In the last year my health and mobility has declined to the point where I don't go into Barnsley by myself except in exceptional circumstances. I haven't driven for years, and in June, following a seizure, was officially told to stop driving by my consultant. The bus ride into town is long and tiring, and everywhere I need to go is a long way from the bus station. I do still manage to get to our local Co-op on a good day leaning on my Sholley. I don't go to the Archives any more, partially because a snub by the Council last year caused me to lose a lot of confidence and as a consequence I have lost touch with fellow researchers.

My mother in law has become my lifeline. Despite being very poorly herself she always comes to my rescue by booking a taxi to get both of us to places. I confess to being scared to get in a taxi by myself, I can't pin point why, but probably connected to my long standing dread of having workmen in the house. Sadly I always assume they are casing the joint for a later burglary. When I lived on the Manor in Sheffield we were burgled, that must be more than twenty two years ago as I remember Persephone was a new kitten at the time. We were very, very poor. All they got was our tiny rented tv and some dvds which they carried away in my first mother in law's borrowed shopping trolley!

We went to see Citizens Advice with my form in July. My m-in-law booked a taxi to pick her up and then me.  She came with me into the interview room and was able to contribute to the form filling by recalling things I had forgotten or had thought were not important enough to mention.  Both she and the CAB man told me several times to stop saying that I worked around a thing or could just about manage, because as that was only applicable on a good day what was I doing the rest of the time?

Yes, on a bad day (like today and yesterday) I stay in bed in my nightclothes all day and eat toast, cheese and crackers and instant porridge. I am too tired to read and writing this post has been taken in short spurts over the last two to three hours. I either sleep a lot, or watch tv, often both at the same time!

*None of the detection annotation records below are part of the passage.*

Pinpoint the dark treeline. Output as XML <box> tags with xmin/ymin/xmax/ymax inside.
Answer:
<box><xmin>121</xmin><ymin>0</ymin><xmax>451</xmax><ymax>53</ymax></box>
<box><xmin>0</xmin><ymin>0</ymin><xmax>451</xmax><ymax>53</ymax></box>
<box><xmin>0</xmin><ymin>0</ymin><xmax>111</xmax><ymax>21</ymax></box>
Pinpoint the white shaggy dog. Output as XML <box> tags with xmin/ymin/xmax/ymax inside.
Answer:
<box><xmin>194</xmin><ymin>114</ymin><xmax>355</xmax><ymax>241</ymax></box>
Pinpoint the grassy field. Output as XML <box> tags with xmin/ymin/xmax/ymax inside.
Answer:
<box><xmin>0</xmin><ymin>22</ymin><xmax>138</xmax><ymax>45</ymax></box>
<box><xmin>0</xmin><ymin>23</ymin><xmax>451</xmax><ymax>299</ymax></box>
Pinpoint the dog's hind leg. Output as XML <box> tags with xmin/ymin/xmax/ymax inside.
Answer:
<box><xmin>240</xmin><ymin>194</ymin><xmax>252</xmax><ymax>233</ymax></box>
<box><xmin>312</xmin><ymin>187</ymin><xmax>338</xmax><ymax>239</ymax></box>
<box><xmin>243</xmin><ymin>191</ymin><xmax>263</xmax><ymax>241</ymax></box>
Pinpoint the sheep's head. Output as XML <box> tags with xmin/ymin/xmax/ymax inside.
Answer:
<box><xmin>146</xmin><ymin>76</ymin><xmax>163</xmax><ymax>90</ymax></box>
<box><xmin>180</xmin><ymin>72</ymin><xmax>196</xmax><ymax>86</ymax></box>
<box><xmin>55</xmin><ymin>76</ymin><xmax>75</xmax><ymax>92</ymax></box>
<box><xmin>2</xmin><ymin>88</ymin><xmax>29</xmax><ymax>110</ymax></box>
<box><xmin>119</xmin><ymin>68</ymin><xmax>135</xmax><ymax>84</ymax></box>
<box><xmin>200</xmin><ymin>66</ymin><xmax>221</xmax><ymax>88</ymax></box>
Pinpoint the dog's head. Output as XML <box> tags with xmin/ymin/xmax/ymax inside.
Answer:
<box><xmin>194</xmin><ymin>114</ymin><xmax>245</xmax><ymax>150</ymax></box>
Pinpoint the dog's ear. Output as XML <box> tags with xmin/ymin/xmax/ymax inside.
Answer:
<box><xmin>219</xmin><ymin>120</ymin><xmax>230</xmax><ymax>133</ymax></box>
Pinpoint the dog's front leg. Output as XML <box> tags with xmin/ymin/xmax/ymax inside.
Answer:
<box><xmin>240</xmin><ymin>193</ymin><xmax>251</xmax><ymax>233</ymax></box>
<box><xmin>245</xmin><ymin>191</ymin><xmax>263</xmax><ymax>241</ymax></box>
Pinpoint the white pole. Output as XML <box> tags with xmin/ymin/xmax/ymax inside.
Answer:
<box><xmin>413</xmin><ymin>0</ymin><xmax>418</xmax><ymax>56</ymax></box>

At the end of the session in July, which took several hours, the man said he thought I should be getting more PIP.  I don't quite know how to take that, I know I'm worse than I was two years ago, and add on the escalating knee problems and the epilepsy ... I do spend more now on the taxis, and tins of soup and ready meals. I have even arranged a deal with the hairdressers a few yards up the road. They will wash, but not dry, my long hair for £4. Which is good as bending over the sink is getting very difficult. Oh, and I'm not supposed to bath or shower when I'm alone - that's the epilepsy again.

My m-in-law has booked a taxi for this Friday. Cross your fingers for me. That's more than two whole days away, and I am going to worry every second of it.

Universal Credit Rolled Out in Barnsley Reveals Problems with Accessibility

Barnsley Chronicle Friday 13th October 2017
Last Friday the new Barnsley East MP Stephanie Peacock wrote in our local newspaper, the Barnsley Chronicle, that she was adding her name to the list of people calling for the rollout of Universal credit to be halted. I hadn't realised until then that it had being rolled out here, being lucky enough to have a husband earning a living wage. But this morning I saw a horrendous tweet from a local parish councillor referring to the benefit. It seems that people must apply online, and at the end of that process (which took the councillor one hour and 25 minutes to complete on behalf of his non IT literate local resident) the person claiming has to ring a Premium rate phone number, up to 45p a minute, to book an appointment.

What planet are the Department of Work and Pensions (DWP) living on?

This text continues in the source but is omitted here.